THE RUSH-HOUR traffic had just ended. Charles Carr steered through the Mulholland Pass past signs for a high-priced hilltop condominium development constructed on what he knew was the site of an abandoned public dump. There was a warm breeze; Mojave Desert air wafting, at its own speed, across L.A.'s landscape of ranch-style homes, fast-food stands, parking lots and gas stations on its way to the ocean.

Delia Trane sat beside him. She wore a low-cut black dress with an open back that revealed a deep and even tan. Her perfume mingled with the summer air rushing in the wind-wings, as did the smell of alcohol on her breath. Earlier, when he picked her up at her tiny two-bedroom place in Highland Park, he could tell immediately that she'd been drinking.

So far, the conversation had been small talk about police acquaintances: rumors of promotion and demotion.

"No more shoptalk," she said finally.

"That's a deal."

"Do you remember the first time you met me?"

"Sure."

"I doubt that. But I remember. It was in Chinatown. I was with a group of friends. We'd just come from a retirement party and we were gassed. We needed another drink like we needed a hole in the head. You were sitting at the bar with your partner. You know why I liked you? Because you could carry on a decent conversation and you weren't crazy. Most of the men I meet are crazy. I mean that. Either married and on the make or just plain crazy. It seems like the men I meet are either one-night-stand artists, or I end up sitting there all night trying to make conversation while they stare at my tits. I mean how would you like it if I sat here staring at your crotch?" She leaned over and mocked a groin stare.

Carr laughed. "I see what you mean."

"I didn't really think you'd call me. Men always take numbers and never call. Isn't that right?"

Carr shrugged.

"I've been married four times," Della Trane said,"...all policemen. One is a captain now, one is a sergeant, one was killed in a shoot-out and one retired on a disability. He was a beeroholic. Not an
alcoholic;
a
beeroholic.
He used to drink a six-pack of those large cans of beer on his way home from the station house. For him it was just a warm-up. He gained lots of weight and finally took the cure, but by then things were finished between the two of us." She stared out the window for a moment. "Where are you taking me? I hope it's not straight back to your apartment. When I go out with a cop, nothing surprises me."
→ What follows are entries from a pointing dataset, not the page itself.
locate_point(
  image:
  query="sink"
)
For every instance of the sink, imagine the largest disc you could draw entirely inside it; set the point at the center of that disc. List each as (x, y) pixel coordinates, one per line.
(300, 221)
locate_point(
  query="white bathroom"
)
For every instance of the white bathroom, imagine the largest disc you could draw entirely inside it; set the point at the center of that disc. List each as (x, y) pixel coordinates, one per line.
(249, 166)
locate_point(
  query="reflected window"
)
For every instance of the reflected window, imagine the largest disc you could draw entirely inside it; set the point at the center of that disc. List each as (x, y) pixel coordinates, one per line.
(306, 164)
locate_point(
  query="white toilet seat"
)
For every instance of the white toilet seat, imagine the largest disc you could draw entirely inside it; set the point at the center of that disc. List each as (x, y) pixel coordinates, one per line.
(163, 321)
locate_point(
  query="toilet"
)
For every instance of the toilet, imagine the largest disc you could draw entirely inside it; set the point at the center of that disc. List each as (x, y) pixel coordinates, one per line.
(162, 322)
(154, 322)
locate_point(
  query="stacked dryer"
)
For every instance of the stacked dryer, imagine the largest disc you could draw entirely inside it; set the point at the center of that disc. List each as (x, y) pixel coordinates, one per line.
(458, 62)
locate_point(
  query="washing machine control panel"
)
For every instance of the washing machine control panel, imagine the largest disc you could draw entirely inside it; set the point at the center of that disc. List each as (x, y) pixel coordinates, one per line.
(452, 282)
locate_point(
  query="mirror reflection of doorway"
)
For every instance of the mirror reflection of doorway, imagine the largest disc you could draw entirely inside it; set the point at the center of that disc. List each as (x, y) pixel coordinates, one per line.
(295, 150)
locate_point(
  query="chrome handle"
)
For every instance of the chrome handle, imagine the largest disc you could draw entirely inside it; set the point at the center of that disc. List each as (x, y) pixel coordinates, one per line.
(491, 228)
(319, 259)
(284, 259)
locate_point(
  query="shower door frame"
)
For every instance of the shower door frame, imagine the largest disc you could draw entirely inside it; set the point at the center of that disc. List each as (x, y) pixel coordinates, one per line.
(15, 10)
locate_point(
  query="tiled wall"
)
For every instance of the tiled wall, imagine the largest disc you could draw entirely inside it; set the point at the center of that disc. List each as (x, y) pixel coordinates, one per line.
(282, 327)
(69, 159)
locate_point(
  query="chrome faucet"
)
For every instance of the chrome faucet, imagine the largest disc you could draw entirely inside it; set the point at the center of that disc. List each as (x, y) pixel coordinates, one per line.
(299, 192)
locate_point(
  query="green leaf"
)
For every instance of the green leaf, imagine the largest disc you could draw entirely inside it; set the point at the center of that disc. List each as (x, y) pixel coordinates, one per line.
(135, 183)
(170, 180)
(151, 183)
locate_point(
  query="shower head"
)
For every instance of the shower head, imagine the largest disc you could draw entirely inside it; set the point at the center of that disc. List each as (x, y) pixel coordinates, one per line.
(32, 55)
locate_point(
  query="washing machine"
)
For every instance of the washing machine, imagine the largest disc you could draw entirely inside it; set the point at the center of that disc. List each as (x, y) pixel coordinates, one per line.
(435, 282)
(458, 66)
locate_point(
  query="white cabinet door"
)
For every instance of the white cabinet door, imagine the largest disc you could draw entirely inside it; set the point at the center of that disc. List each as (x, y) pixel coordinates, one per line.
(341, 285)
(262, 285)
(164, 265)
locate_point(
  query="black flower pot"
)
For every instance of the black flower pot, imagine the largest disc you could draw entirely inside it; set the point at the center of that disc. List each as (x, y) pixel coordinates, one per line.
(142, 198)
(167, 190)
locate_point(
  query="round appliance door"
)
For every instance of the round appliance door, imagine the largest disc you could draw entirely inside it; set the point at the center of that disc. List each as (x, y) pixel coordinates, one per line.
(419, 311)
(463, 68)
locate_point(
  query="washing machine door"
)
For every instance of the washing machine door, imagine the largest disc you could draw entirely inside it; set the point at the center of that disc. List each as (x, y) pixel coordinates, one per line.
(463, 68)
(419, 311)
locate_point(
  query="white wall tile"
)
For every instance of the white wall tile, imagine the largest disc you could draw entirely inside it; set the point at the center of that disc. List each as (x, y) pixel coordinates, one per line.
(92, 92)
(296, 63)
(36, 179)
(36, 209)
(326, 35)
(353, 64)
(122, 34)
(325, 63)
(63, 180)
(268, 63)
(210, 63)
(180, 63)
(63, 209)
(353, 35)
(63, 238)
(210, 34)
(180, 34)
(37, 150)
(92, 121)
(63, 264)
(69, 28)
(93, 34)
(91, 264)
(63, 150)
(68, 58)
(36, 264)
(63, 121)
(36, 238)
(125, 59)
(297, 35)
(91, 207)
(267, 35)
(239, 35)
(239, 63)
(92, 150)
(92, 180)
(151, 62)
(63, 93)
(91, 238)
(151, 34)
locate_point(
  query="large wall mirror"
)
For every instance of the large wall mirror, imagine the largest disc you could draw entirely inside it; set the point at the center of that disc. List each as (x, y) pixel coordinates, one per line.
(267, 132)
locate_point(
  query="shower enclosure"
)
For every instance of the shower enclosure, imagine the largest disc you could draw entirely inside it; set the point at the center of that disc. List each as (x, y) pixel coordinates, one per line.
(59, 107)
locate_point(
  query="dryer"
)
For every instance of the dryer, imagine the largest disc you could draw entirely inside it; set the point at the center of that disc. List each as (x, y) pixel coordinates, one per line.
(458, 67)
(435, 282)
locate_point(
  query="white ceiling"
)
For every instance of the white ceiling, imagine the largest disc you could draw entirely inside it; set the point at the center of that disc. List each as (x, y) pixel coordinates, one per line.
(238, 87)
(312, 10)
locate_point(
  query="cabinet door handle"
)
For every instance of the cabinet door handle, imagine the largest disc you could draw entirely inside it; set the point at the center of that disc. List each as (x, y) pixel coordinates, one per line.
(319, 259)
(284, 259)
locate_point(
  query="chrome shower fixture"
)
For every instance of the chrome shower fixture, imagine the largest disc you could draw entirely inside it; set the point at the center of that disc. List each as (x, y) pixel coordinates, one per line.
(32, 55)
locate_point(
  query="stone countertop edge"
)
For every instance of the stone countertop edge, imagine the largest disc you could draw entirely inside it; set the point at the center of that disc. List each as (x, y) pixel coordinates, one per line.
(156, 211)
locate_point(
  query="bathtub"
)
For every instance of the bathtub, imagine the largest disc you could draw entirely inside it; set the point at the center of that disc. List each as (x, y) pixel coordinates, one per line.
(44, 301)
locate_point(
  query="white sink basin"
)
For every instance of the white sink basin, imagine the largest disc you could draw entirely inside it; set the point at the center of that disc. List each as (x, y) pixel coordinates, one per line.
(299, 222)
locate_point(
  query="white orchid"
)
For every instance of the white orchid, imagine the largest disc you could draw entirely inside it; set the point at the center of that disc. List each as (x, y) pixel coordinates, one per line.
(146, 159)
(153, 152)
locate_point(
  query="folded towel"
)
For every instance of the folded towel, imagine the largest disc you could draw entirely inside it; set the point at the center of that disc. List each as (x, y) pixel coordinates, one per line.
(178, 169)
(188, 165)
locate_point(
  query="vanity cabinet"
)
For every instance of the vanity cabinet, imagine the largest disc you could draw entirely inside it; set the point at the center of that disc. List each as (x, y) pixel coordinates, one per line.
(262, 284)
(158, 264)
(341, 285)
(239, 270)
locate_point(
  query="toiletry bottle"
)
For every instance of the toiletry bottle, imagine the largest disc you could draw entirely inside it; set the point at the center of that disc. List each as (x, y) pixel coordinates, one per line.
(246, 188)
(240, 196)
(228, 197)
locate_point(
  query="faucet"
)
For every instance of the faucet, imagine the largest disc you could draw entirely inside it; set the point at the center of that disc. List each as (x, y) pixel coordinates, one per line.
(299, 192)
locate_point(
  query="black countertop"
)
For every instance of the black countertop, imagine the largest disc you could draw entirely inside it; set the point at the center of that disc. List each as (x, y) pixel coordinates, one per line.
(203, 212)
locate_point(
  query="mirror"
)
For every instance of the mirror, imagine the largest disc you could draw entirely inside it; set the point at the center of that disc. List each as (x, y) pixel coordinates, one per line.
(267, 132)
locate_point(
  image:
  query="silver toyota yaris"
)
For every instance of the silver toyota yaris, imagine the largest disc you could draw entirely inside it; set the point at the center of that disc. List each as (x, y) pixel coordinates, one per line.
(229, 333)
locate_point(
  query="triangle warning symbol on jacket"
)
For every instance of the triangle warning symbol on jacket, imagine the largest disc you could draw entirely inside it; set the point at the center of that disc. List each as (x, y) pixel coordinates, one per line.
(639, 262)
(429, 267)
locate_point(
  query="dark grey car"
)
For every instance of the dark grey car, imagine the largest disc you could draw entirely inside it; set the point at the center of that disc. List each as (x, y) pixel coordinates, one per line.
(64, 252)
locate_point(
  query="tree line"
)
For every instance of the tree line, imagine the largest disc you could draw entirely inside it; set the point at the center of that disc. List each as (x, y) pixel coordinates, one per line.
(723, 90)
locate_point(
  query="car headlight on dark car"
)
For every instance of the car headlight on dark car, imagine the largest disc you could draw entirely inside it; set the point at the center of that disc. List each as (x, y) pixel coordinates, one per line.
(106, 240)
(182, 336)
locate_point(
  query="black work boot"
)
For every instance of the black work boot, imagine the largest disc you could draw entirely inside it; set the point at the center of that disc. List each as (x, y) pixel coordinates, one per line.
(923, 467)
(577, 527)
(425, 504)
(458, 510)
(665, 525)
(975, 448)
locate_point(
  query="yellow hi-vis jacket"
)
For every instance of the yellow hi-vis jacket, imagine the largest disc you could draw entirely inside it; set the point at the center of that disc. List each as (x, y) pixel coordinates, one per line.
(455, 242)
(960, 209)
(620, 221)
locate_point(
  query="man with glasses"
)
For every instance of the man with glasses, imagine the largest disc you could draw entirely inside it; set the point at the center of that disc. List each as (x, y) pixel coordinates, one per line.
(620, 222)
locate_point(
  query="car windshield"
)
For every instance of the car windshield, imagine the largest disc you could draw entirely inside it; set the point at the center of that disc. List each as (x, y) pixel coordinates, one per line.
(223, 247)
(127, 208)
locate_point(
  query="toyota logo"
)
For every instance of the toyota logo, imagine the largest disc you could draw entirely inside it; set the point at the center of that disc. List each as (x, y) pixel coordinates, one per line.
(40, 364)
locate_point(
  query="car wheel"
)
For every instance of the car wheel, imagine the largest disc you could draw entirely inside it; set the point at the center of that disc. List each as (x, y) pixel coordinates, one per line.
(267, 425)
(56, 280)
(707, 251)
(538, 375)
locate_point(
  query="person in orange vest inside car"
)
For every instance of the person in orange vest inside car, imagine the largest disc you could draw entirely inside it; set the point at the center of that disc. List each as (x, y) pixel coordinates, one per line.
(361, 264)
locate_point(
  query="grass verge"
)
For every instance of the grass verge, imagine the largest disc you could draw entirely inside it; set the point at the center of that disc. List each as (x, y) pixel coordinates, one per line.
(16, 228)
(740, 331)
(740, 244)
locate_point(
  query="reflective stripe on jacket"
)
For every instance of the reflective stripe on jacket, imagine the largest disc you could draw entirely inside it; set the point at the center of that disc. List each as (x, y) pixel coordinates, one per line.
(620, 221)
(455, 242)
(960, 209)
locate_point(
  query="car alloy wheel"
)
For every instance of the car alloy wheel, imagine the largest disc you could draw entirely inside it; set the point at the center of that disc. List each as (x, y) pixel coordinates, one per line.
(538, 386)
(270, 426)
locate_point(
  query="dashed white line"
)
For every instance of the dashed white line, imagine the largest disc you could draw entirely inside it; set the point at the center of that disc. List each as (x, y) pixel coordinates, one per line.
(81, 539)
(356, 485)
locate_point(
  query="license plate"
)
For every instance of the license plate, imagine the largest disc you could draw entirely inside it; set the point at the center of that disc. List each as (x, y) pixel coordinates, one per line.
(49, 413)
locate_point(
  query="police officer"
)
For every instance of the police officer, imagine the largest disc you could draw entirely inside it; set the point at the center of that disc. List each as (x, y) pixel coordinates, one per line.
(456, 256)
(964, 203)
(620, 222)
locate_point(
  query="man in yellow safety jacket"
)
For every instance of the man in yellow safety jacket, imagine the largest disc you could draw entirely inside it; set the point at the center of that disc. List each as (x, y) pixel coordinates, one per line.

"Trust me," Carr said jovially. He swung the sedan onto a transition road that led to the Santa Monica Freeway.

A few minutes later Carr turned off the freeway at Pacific Coast Highway and wound along some narrow streets to the strand. Having parked in a lot near the decrepit Santa Monica Pier, he helped Della Trane out of the car. She held his hand tightly as they wandered toward a small building. Over the bay window facing the ocean hung a sign that read Prince Nikola of Serbia-Yugoslav Food.

Carr opened the front door and they stepped into a restaurant that consisted of ten or so tables with checkered tablecloths and a tiny wine bar. On the walls were black-and-white framed photographs of a shaved-head, muscle-bound wrestler in aggressive poses. In the photos, his midsection was adorned with a metal-studded championship belt. The only hair above his chest was bushy Slavic eyebrows.

The crowd in the place was a potpourri of Muscle Beach types, young people who looked like college students and a few red-cheeked Yugoslavs that looked enough like Prince Nikola of Serbia to be relatives.